Diabetes Case Reports

Stem Cell Therapy of Diabetes Mellitus

Bala Choudhury^* Department of Bio-Medical Sciences, School of Biosciences and Technology, Tamil Nadu, India
^*Correspondence: Bala Choudhury, Department of Bio-Medical Sciences, School of Biosciences and Technology, Tamil Nadu, India, Email:

Received: 26-Feb-2022, Manuscript No. 2572-5629-22-16058; Editor assigned: 03-Mar-2022, Pre QC No. 2572-5629-22-16058 (PQ); Reviewed: 23-Mar-2022, QC No. 2572-5629-22-16058; Revised: 01-Apr-2022, Manuscript No. 2572-5629-22-16058 (R); Published: 13-Apr-2022, DOI: 10.35841/2572-5629-22.07.113

Description

Stem cell therapy holds great promise for the treatment of diabetics. Studies on the ability of human embryonic stem cells to differentiate into islet cells define the developmental stages and transcription factors involved in this process. However, the clinical application of human embryonic stem cells is limited by ethical concerns and the potential for teratoma formation. As a result, alternative forms of stem cell therapy such as induced pluripotent stem cells, umbilical cord stem cells, and bone marrow-derived mesenchymal stem cells have become an intensive research area. Recent advances in stem cell therapy have the potential to make this a viable treatment for diabetes in the near future. Diabetes is one of the most prevalent metabolic disorders. Islet cell transplantation is the most common treatment to replace the function of pancreatic beta cells destroyed by diabetes. However, there are some restrictions. Alternatively, Human Pluripotent Stem Cells (hPSCs) may provide an unlimited source of pancreatic cells capable of secreting insulin in response to hyperglycemic levels. However, the determination of suitable candidate pancreatic strains for cell therapy to treat diabetes remains controversial. Although hPSC-derived beta cells are considered the ultimate candidate, their efficiency needs to be further improved in order to obtain a sufficient number of glucose-responsive beta cells for transplantation therapy. On the other hand, hPSC-derived pancreatic progenitor cells are efficiently produced in vitro and may further mature into glucose-responsive beta cells in vivo fertilization after transplantation.

Clinical pancreas or islet transplantation has been considered a feasible treatment option for T1DM patients with poor glycemic control.

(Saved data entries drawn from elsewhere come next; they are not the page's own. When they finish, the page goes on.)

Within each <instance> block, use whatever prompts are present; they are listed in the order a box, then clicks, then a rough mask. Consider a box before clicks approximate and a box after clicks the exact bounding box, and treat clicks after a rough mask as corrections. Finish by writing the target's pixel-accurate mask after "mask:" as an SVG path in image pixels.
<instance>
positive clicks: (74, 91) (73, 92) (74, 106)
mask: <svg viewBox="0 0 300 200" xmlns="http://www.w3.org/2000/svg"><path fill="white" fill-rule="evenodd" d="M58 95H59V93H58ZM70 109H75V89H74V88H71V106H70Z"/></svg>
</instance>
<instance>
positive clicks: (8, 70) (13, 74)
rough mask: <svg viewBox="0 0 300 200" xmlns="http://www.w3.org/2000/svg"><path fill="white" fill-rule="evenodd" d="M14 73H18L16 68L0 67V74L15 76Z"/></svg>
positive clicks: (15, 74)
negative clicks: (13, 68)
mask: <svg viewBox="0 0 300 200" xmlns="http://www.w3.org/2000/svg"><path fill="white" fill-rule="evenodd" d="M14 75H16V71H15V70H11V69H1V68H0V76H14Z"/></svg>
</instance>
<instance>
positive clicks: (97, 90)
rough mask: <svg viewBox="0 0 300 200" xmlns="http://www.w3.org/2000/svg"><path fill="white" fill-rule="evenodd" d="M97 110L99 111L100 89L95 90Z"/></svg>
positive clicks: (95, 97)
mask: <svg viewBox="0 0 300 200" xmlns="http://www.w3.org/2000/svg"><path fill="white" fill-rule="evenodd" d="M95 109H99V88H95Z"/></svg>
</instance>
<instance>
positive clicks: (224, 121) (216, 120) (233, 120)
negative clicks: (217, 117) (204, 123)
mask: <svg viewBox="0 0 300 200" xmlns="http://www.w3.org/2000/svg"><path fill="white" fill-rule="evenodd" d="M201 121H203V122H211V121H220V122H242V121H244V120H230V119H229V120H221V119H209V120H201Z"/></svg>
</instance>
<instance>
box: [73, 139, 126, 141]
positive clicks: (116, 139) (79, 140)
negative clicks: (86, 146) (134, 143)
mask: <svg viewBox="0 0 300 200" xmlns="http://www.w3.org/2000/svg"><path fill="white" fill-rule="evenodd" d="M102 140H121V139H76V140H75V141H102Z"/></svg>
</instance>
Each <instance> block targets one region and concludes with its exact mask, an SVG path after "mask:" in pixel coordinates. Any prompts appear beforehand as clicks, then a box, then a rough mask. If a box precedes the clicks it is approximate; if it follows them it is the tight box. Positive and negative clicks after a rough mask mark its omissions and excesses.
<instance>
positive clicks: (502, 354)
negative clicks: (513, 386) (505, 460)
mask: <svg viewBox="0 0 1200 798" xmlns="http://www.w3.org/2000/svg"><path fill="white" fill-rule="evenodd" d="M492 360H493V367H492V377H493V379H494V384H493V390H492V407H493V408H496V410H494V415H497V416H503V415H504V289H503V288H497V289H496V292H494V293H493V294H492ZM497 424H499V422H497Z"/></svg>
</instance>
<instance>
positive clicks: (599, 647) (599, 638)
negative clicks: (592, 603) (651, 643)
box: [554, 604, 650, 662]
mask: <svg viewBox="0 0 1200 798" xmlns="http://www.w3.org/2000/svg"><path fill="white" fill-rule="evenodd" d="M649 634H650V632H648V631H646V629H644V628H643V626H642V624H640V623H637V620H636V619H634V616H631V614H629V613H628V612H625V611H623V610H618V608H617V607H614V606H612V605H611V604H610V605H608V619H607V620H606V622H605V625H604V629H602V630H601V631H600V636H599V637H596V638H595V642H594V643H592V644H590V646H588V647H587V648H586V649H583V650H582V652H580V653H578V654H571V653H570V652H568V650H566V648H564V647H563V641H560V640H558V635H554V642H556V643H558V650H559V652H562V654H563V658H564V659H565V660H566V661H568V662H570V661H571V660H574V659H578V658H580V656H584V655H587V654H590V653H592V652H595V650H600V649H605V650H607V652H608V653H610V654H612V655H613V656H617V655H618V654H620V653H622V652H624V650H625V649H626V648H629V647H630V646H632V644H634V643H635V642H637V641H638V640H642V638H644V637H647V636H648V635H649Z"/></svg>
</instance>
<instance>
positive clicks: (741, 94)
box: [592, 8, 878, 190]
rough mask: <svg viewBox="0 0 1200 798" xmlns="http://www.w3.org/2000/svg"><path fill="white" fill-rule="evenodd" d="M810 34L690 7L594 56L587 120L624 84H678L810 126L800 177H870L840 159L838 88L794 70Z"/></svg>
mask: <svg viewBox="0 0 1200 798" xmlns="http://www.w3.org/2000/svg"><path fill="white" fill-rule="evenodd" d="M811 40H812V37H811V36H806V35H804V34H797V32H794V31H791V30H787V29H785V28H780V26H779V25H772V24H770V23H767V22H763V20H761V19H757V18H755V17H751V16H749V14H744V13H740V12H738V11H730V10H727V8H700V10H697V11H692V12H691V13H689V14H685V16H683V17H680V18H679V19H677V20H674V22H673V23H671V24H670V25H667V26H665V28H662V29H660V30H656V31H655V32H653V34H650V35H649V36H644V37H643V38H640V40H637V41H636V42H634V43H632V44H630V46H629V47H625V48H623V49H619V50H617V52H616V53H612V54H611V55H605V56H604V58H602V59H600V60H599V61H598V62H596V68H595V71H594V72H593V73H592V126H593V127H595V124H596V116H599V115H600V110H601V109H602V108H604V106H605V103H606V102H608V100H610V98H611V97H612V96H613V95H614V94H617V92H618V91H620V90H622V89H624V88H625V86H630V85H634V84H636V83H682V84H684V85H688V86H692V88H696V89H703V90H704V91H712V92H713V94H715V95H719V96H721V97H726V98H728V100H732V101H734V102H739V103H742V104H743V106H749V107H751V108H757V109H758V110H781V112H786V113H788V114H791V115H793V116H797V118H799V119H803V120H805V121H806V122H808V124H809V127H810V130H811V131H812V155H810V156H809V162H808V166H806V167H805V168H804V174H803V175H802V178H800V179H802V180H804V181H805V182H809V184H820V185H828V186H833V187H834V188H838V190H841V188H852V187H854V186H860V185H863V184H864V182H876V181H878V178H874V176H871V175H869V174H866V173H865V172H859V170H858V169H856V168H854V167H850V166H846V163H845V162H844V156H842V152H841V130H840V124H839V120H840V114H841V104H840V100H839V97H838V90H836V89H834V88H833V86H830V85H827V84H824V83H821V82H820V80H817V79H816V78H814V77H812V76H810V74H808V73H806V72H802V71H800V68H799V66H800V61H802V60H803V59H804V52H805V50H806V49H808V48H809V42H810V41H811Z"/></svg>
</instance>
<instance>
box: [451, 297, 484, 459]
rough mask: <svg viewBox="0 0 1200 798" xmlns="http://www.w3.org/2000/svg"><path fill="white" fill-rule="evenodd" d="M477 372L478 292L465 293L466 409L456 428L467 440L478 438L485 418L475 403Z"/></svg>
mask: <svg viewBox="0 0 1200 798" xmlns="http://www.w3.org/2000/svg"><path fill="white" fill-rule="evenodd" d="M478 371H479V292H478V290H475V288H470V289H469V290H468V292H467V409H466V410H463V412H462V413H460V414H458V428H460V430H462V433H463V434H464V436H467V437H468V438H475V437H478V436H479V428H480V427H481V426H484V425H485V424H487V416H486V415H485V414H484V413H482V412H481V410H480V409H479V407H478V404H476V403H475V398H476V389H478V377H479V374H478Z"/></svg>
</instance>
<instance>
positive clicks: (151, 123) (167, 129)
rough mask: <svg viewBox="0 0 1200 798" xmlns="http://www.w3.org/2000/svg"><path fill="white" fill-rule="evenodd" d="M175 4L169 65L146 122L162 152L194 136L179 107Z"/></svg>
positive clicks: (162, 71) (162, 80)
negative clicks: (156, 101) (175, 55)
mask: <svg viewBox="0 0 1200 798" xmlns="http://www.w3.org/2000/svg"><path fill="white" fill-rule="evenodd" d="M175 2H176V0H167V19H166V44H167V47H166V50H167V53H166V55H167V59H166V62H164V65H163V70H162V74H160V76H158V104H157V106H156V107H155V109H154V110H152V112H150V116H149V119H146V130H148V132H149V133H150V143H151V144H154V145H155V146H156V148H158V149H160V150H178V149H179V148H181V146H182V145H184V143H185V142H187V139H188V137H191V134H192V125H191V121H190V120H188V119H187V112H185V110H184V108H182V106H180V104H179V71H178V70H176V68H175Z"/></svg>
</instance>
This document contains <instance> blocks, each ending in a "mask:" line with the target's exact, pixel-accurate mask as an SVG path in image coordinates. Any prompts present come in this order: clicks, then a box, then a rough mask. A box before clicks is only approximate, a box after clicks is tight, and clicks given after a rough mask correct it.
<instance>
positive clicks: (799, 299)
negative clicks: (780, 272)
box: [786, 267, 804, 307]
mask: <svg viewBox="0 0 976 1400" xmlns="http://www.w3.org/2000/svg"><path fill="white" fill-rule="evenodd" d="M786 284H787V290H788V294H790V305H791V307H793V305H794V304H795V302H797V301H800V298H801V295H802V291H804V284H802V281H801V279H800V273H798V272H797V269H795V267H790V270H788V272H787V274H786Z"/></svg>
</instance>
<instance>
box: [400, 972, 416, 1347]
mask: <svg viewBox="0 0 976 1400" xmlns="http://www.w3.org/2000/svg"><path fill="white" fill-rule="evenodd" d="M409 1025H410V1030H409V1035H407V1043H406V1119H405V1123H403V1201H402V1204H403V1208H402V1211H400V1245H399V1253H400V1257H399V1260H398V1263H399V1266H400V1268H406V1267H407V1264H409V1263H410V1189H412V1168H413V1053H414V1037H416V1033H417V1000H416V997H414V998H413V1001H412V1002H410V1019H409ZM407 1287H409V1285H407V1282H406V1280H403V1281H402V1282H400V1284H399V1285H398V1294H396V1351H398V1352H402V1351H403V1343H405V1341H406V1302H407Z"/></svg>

Until now more than 50,000 patients worldwide had received pancreas transplantations according to the International Pancreas Transplant Registry (IPTR). It was reported that seven consecutive patients with type 1 diabetes attained sustained insulin independence after treatment with glucocorticoid free immunosuppression combined with the infusion of adequate islet mass. This treatment known as the Edmonton protocol. Over the last two decades, continuous improvement in islet isolation and immunosuppression has increased the efficiency of islet transplantation, with approximately 60% of T1DM patients achieving insulin after islet transplantation.

Stem cells in the treatment of diabetes

The researchers collected and analyzed 13 studies published between 2006 and 2016. These include 342 patients who received cord blood-rich stem cells and 111 patients who received cord blood-rich stem cells. Not everyone responded to treatment, but researchers observed improved glucose control and decreased insulin dependence that lasted up to four years. The results were promising for the treatment of diabetes with stem cells, but some were the ideal candidates were the optimal route of administration, optimal dose, and whether multiple transfusions were needed.

The etiology of DM, whether type 1 or type 2, can be due to dysfunction of pancreatic beta cells. There are approved therapies that improve the function of beta cells, but none result in the regeneration of lost or dysfunctional beta cells. Studies have shown that beta cells can be reprogrammed with specific molecules such as GABA and hormones. However, these studies also reveal many uncertainties that need to be investigated. Stem cells for the treatment of DM come from a variety of biological sources such as embryos, placenta, and bone marrow. Progenitor cells are another exciting area of research. Like stem cells, these cells can take the form of various types of mature human cells, but unlike stem cells, they cannot divide indefinitely.

Precursor stem cells were used to proliferate insulin-producing cells from enterocytes and immature pancreatic cells under laboratory conditions. This article outlines the different approaches to regenerating the pancreas in diabetics, recent advances, including our contributions, and new approaches that may be explored in the future.